Por se tratar de uma prática que passou a ter um maior destaque na sociedade há poucos anos, principalmente pelos avanços dos métodos médicos, a eutanásia é um tema praticamente não abordado na atual legislação brasileira. A única alusão que poderia ser feita é ao art. 121 do Código Penal (CP), que prevê pena de 6 a 20 anos de reclusão quando o médico abrevia o sofrimento da vítima, mesmo com a alegação de piedade ou compaixão, cometendo assim o crime de homicídio simples.
Apesar de a discussão do método da eutanásia e sua legalização ter ganhado atenção apenas nesses últimos anos, a sua prática e uso já datam de alguns séculos atrás, sendo que ela só passou a ser condenada a partir do judaísmo e do cristianismo, onde a vida tinha e continua a ter, mesmo com algumas heresias infiltradas em certas igrejas, um caráter sagrado. A grande maioria das sociedades que antecederam a ascensão do judaísmo e do cristianismo admitiam e praticavam a morte voluntária de indivíduos que fossem portadores de doenças ou deformidades incuráveis. Genival Veloso de França relata que:
"Na Índia de antigamente, os incuráveis eram jogados no Ganges, depois de se lhes vedar a boca e as narinas com a lama sagrada. Os espartanos, conta Plutarco em Vidas Paralelas, do alto do monte Taijeto, lançavam os recém-nascidos deformados e até anciãos, pois "só viam em seus filhos futuros guerreiros que, para cumprirem tais condições deveriam apresentar as máximas condições de robustez e força". Os Brâmanes eliminavam os velhos enfermos e os recém-nascidos defeituosos por considerá-los imprestáveis aos interesses do grupo. Em Atenas, o Senado tinha o poder absoluto de decidir sobre a eliminação dos velhos e incuráveis, dando-lhes o conium maculatum - bebida venenosa, em cerimônias especiais. Na Idade Média, oferecia-se aos guerreiros feridos um punhal muito afiado, conhecido por misericórdia, que lhes servia para evitar o sofrimento e a desonra. O polegar para baixo dos césares era uma indulgente autorização à morte, permitindo aos gladiadores feridos evitarem a agonia e o ultraje".
De acordo com o relato de Genival Veloso de França, percebe-se que a morte provocada conscientemente é algo originado e fundamentado historicamente em regiões que continham, e que muitas ainda hoje contêm, um pensamento religioso pagão, envolto de misticismos e focando sempre a ótica física do ser, colocando a auto-suficiência da sociedade acima do valor de viver, e pior ainda, na grande maioria dos casos não dando nem a opção da vítima opinar quanto ao seu destino vital. Graças à cultura judaico-cristã é que a vida ganhou apoio e forças para ocupar o lugar de que nunca deveria ter saído, o lugar de prioridade sobre a morte.

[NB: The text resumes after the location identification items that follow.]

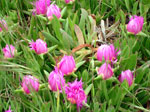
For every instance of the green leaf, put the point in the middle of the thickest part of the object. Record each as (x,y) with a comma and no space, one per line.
(127,5)
(129,63)
(52,48)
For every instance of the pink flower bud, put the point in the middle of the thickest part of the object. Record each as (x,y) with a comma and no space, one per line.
(30,83)
(8,110)
(75,93)
(67,65)
(41,6)
(9,51)
(126,75)
(3,24)
(40,47)
(56,80)
(106,71)
(107,52)
(68,1)
(135,24)
(53,10)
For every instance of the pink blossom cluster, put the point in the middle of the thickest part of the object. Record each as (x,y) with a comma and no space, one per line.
(74,90)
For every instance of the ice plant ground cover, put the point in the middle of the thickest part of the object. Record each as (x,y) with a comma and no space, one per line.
(74,55)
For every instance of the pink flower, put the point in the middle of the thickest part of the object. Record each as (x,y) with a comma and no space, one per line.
(30,83)
(3,24)
(53,10)
(68,1)
(8,110)
(41,6)
(75,93)
(39,46)
(106,71)
(135,24)
(126,75)
(108,52)
(56,80)
(9,51)
(67,65)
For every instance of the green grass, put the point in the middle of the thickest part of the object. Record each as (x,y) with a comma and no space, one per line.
(76,27)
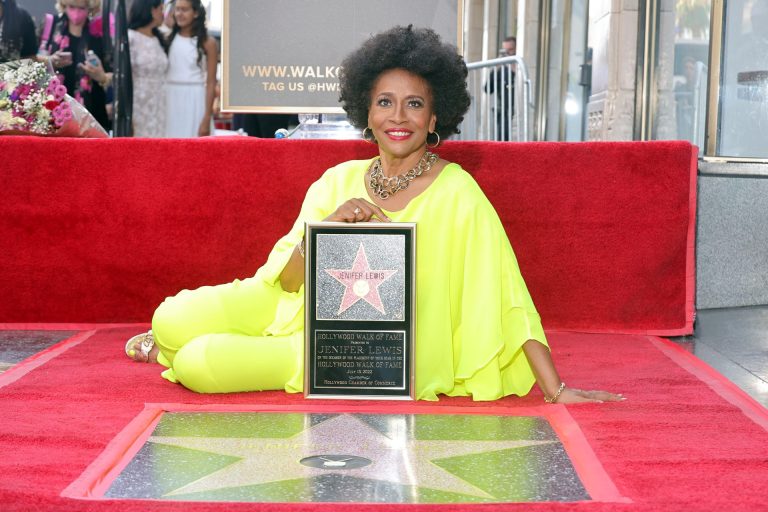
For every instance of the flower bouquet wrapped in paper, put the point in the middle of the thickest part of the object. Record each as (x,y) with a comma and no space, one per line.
(33,101)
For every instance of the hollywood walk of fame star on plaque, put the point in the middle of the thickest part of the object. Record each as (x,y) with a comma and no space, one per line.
(360,296)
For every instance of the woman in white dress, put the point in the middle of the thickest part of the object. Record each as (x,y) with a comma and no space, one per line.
(191,86)
(149,64)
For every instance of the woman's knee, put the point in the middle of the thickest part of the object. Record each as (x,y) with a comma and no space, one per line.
(192,368)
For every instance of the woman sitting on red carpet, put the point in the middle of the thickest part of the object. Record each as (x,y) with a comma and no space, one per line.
(478,331)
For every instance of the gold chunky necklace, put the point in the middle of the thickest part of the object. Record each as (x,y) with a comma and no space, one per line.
(384,186)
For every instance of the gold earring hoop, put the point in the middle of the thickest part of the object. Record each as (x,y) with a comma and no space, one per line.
(371,139)
(436,143)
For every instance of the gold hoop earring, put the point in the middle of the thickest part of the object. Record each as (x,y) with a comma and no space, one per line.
(372,139)
(436,143)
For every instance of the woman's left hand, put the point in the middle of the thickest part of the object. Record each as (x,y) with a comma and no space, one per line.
(575,396)
(96,72)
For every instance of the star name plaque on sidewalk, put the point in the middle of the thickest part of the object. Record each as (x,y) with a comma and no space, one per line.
(360,310)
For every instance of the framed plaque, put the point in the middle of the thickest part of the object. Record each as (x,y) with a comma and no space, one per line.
(359,287)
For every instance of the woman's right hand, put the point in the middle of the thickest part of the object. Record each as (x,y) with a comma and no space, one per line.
(61,59)
(357,210)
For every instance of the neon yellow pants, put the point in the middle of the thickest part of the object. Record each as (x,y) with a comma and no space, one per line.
(212,339)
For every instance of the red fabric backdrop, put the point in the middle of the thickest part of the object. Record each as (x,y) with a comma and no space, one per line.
(104,230)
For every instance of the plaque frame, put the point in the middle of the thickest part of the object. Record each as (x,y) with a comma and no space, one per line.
(394,334)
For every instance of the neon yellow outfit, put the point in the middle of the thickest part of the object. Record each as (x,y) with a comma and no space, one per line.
(473,309)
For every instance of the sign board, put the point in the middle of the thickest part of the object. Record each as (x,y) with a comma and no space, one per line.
(360,310)
(285,55)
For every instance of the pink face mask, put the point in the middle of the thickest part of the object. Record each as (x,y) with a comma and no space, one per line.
(77,16)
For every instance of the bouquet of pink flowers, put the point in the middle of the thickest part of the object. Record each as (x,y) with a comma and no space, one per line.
(34,101)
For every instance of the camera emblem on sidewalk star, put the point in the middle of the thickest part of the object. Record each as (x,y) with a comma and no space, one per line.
(360,282)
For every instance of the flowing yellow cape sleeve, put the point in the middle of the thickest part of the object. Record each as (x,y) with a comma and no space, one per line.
(465,258)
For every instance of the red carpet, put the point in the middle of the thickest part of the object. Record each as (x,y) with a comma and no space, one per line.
(684,440)
(599,251)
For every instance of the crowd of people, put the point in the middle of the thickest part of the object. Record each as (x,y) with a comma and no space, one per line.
(173,60)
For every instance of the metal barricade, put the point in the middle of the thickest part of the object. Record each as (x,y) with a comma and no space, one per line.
(500,91)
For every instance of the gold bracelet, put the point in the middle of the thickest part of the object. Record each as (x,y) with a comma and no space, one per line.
(105,83)
(554,398)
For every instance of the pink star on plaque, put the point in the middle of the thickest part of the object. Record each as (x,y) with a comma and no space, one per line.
(360,282)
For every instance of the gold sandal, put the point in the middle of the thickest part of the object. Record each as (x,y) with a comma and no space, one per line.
(146,342)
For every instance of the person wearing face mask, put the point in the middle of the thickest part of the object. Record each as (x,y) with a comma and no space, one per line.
(67,44)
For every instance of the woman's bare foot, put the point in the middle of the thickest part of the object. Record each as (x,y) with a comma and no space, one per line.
(141,348)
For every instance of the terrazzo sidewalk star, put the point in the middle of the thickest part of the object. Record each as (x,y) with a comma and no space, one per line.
(396,458)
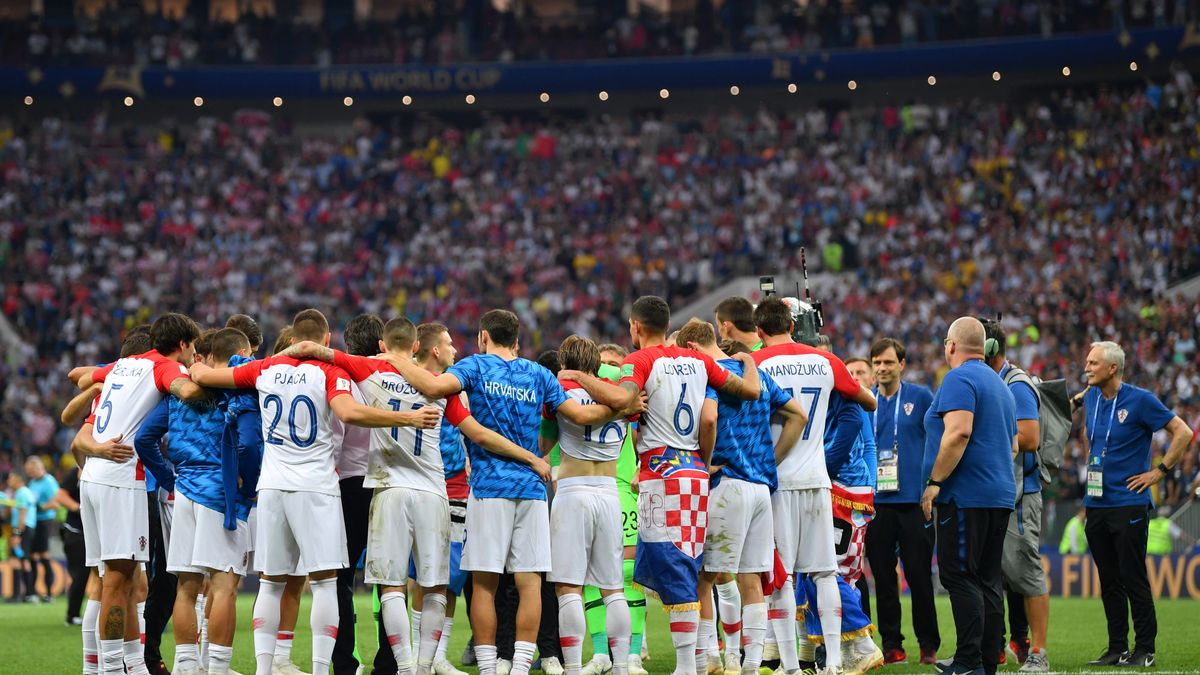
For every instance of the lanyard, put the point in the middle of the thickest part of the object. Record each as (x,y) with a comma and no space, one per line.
(1096,417)
(895,418)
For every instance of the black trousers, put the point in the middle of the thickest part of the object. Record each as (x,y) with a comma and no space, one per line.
(1117,541)
(161,597)
(970,544)
(903,527)
(75,551)
(355,513)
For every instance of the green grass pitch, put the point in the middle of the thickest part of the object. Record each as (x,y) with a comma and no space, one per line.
(34,638)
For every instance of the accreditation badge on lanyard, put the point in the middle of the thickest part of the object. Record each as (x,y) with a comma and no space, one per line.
(1096,466)
(887,473)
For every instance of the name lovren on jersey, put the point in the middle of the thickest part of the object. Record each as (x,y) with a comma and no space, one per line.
(510,392)
(803,369)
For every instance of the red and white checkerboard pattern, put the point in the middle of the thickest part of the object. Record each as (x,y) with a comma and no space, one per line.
(687,513)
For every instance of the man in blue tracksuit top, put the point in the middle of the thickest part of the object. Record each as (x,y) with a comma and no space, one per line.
(209,531)
(971,432)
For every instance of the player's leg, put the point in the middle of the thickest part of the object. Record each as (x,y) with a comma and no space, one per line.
(187,587)
(781,614)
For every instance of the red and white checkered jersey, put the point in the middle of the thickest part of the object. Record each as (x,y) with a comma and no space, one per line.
(592,442)
(133,386)
(810,376)
(401,457)
(676,381)
(299,443)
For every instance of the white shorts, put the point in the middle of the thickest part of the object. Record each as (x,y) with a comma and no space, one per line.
(299,533)
(804,535)
(586,537)
(405,521)
(115,524)
(201,544)
(507,536)
(741,535)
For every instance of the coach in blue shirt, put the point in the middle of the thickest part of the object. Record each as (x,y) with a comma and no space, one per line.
(1119,423)
(972,428)
(899,525)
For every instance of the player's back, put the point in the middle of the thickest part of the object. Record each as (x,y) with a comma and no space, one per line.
(811,377)
(401,457)
(299,442)
(132,387)
(675,381)
(600,442)
(507,396)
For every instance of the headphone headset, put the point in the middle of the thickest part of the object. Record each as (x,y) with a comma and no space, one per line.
(990,345)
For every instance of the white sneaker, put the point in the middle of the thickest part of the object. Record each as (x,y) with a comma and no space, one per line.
(599,664)
(551,665)
(856,659)
(285,667)
(443,667)
(732,663)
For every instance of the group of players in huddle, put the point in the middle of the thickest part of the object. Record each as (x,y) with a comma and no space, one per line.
(739,454)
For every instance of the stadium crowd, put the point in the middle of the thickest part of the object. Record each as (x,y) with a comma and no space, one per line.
(478,31)
(1069,211)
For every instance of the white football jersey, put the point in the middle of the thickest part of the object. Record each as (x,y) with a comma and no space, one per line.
(401,457)
(133,386)
(676,381)
(299,440)
(599,442)
(810,376)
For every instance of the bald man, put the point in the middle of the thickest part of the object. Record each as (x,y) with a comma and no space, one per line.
(971,434)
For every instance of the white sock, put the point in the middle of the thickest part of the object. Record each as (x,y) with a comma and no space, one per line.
(133,655)
(323,619)
(203,640)
(219,659)
(485,657)
(755,631)
(267,623)
(283,645)
(705,633)
(112,657)
(729,608)
(571,628)
(683,637)
(433,613)
(90,646)
(444,640)
(618,626)
(783,622)
(414,625)
(829,610)
(395,626)
(142,622)
(186,656)
(522,656)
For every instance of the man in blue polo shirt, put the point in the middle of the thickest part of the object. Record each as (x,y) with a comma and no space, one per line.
(1029,597)
(1119,424)
(971,426)
(899,524)
(508,523)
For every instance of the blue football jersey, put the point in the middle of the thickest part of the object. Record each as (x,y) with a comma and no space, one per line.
(507,396)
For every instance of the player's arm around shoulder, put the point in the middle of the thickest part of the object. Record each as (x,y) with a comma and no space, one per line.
(747,387)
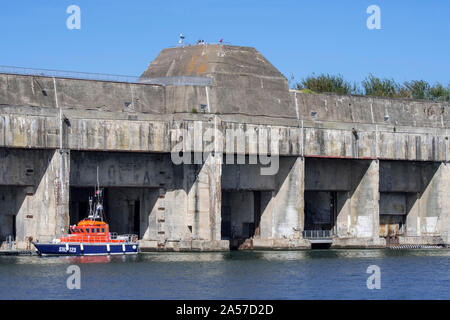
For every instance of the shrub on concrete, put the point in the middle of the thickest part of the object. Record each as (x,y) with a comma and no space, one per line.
(374,86)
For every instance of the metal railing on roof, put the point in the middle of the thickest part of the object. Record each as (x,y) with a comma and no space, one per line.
(163,81)
(67,74)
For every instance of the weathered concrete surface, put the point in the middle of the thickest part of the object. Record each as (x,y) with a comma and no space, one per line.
(384,160)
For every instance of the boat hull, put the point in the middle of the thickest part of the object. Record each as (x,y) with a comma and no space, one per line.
(86,249)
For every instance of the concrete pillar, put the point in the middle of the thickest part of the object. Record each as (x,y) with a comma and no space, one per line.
(204,199)
(358,215)
(434,207)
(44,213)
(282,218)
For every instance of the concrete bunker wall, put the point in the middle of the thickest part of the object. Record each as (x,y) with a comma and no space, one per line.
(354,186)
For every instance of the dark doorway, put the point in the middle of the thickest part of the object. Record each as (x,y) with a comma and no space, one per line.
(241,217)
(320,210)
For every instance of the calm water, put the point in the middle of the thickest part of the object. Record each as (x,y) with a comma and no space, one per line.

A eutanásia se divide em três modalidades, que são chamadas de libertadora, piedosa e eugênica, que também pode ser chamada de econômica. Na forma libertadora, o enfermo incurável pede que se lhe abrevie a dolorosa agonia, com uma morte calma, indolor. Já na forma piedosa, o moribundo encontra-se inconsciente, e, tratando-se de caso terminal que provoca sofrimento agudo, proporcionando horríveis espetáculos de agonia, seu médico ou seu familiar, movido por piedade, o liberta, provocando a antecipação de sua hora fatal. Quanto à forma eugênica, trata-se da eliminação daqueles seres apsíquicos e associais absolutos, disgenéticos, monstros de nascimento, idiotas graves, loucos incuráveis e outros. Essa modalidade está presente na lembrança histórica das atrocidades dos nazistas, contra judeus e outras minorias, em prol da apuração da raça ariana.
Embora muito remota pelos princípios humanos e cristãos da sociedade, com a legalização da eutanásia, caso ocorra no Brasil, estar-se-á admitindo uma forma de burlar o crime de auxílio ao suicídio pela modalidade libertadora, de burlar o homicídio pela modalidade piedosa e, finalmente, de burlar o infanticídio e até o aborto criminoso pela modalidade eugênica ou econômica.